Originally from The American Review of International Arbitration (ARIA)
The extension of arbitration agreements is one of the most debated issues in international commercial arbitration. Effectuating the extension to bind non-signatories to arbitration produces a host of problems in practice, especially extension based on contract law theories. National laws are unsuited to determining the validity of extension in international disputes because of the peculiarities and technicalities of national contract laws, which are designed primarily to be applied to domestic disputes. This study aims to develop and adopt a unified set of rules to be applied to extension issues without recourse to national laws, focuses on agency theory, and proposes rules in this respect. Applying this proposed unified approach enhances certainty, predictability and flexibility in international arbitration, which aligns with the nature of arbitration as a neutral and effective dispute resolution mechanism.
I. THE LAW APPLICABLE TO NON-SIGNATORY ISSUES IN INTERNATIONAL COMMERCIAL ARBITRATION AND TRANSFORMING THE TRADITIONAL NATIONAL APPROACH TO A TRANSNATIONAL ONE
A. The Applicable Law to Extension Issues
The extension of an arbitration agreement to non-signatories binds a third party to an arbitration despite the fact that the third party has not signed the arbitration agreement nor the underlying contract.
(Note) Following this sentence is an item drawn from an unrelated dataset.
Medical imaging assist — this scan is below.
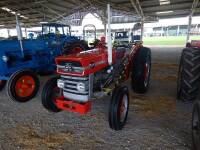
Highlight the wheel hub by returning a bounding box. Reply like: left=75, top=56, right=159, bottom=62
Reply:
left=15, top=75, right=35, bottom=98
One of the main difficulties surrounding extension to non-signatories is that the international instruments addressing international commercial arbitration—such as the New York Convention on the Recognition and Enforcement of Foreign Arbitral Awards (New York Convention) and the United Nations Commission on International Trade Law (UNCITRAL) Model Law on International Commercial Arbitration—do not regulate the law governing the extension or the legal principles applied to effectuate binding non-signatories. So, disputes over the parties to the arbitration agreement or its scope are often left to national courts, arbitral tribunals, and jurisprudence. In this respect, different jurisdictions have adopted varied positions on effectuating an extension and the requirements to extend the arbitration agreement to non-signatories.
Non-signatory issues are determined, in most cases, on the law applicable to the arbitration agreement, since these issues are considered within the subjective scope of the agreement. Accordingly, determining the law governing the arbitration agreement is essential to determine who is bound by the agreement. In most cases, parties do not choose the law applicable to the arbitration agreement because they opt for standard arbitration clauses provided by arbitral institutions that do not indicate the governing law. In addition, to avoid any ambiguity that may impede the clause’s effectiveness, parties may prefer not to add detailed determinations that may complicate the proceedings, such as the law applicable to the clause—particularly since the arbitration agreement could be subject to different national laws for different issues. For example, formal validity of the arbitration agreement, subjective validity, arbitrability, interpretation, scope, capacity of the parties, etc. could be determined by different laws; that is why it was stated that the accurate expression is the ‘laws’ applicable to the arbitration agreement instead of the ‘law’ applicable to the arbitration agreement.
The New York Convention and most institutional rules contain no specific provisions on the law applicable to various issues of the arbitration agreement. Similarly, most national arbitration acts do not indicate the law applicable to the arbitration agreement. The Swiss Private International Law Act is considered an exception as art. 178 notes that the arbitration agreement is valid if it conforms to either the law chosen by the parties, the law of the main contract, or Swiss law.